Storing Data

Computers store almost all data types using three basic methods: enumerations, adjacency, and pointers.

Enumerations #

Given a finite set of values, I can enumerate them – that is, pick a different bit pattern for each. Usually there’s some effort to mae the bit patterns meaningful, but not always.

For example, the 8-bit value 0x54 could mean any of the following:

Type	Value
Unsigned integer	84
Signed integer	+84
Floating point	12
ASCII	‘T’
Bitvector sets	{2, 3, 5}
Toy ISA	Flip all the bits of the value in register 1

Context is important when working with data.

Adjacency #

Virtually all computers since the 1970s have used byte-addressable memory – that is. each byte of memory has a unique address. What happens if you have a multi-byte value? You can store it in adjacent memory locations. The smallest byte address is referred to as the address of the entire value. For example, a four-byte value stored at address 0x1234 would be stored at 0x1234, 0x1235, 0x1236, and 0x1237.
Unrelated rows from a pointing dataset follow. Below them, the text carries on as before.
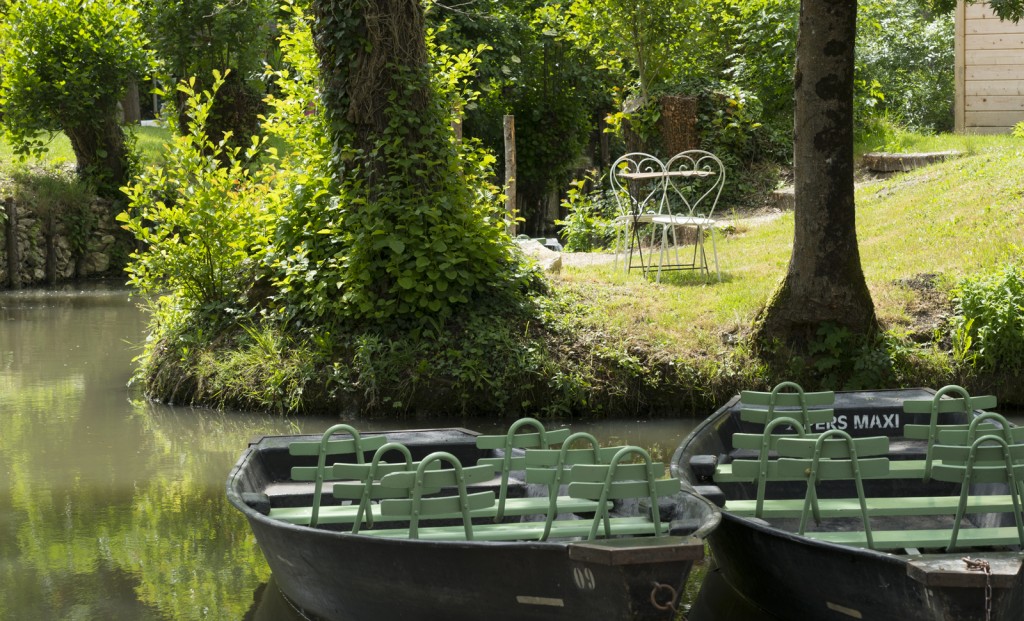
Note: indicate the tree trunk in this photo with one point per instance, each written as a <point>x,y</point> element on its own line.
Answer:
<point>101,156</point>
<point>387,55</point>
<point>824,283</point>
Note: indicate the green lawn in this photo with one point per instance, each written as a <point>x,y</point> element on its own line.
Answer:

If the value is made up of ordered parts, we put the first part in the smallest address and move up from there. If the value is not ordered, we can break it up in some pre-determined but arbitrary way. Most famously, there’s the endianness of multi-byte integers. Let’s look at an example using the 32-bit integer 0x12345678:

Address	Little-endian	Big-endian
0x1234	0x78	0x12
0x1235	0x56	0x34
0x1236	0x34	0x56
0x1237	0x12	0x78

We apply these two rules (place parts adjacently in order, break big things up in a pre-arranged but arbitrary way) recursively.

A lot of code will add padding between elements to ensure that four-byte integers start at addresses that are multiples of four. This is because the processor can only read and write four bytes at a time. If the address is not a multiple of four, it takes more time to read the value.

Pointers #

Sometimes, it is more convenient to build a data structure using references to other data instead of copies of the data. Instead of storing the value itself, we store the address of the value. This is called a pointer.

Telling Them Apart #

It’s important to remember that all of this is ultimately bytes. There’s nothing inherently distinguishing a float from an int from an enum from a char from a struct from a void*. The only way to tell them apart is to know what the data is supposed to represent. How do we keep it all straight? That’s where typing – assigning a type, or data format, to a variable – comes in.

Static typing means that we explicitly state what type of data a variable holds. We inform the system that the variable, and any register or memory location it is stored in, will always hold a specific data type. The compiler will also verify that we don’t try to use a variable in a way that is incompatible with its type. Common statically-typed languages include C, C++, Java, and Rust.

Dynamic typing, on the other hand, means that we don’t explicitly state what type of value a variable data. Instead, every value is stored as exactly two adjacent pieces: an enumeration value noting what type of data it is, and a pointer to the actual data. The code doesn’t blindly assume it knows what type it found: instead, it always checks the enumeration and picks what to do baesd on what it found. Common dynamically-typed languages include Python, JavaScript, and Ruby.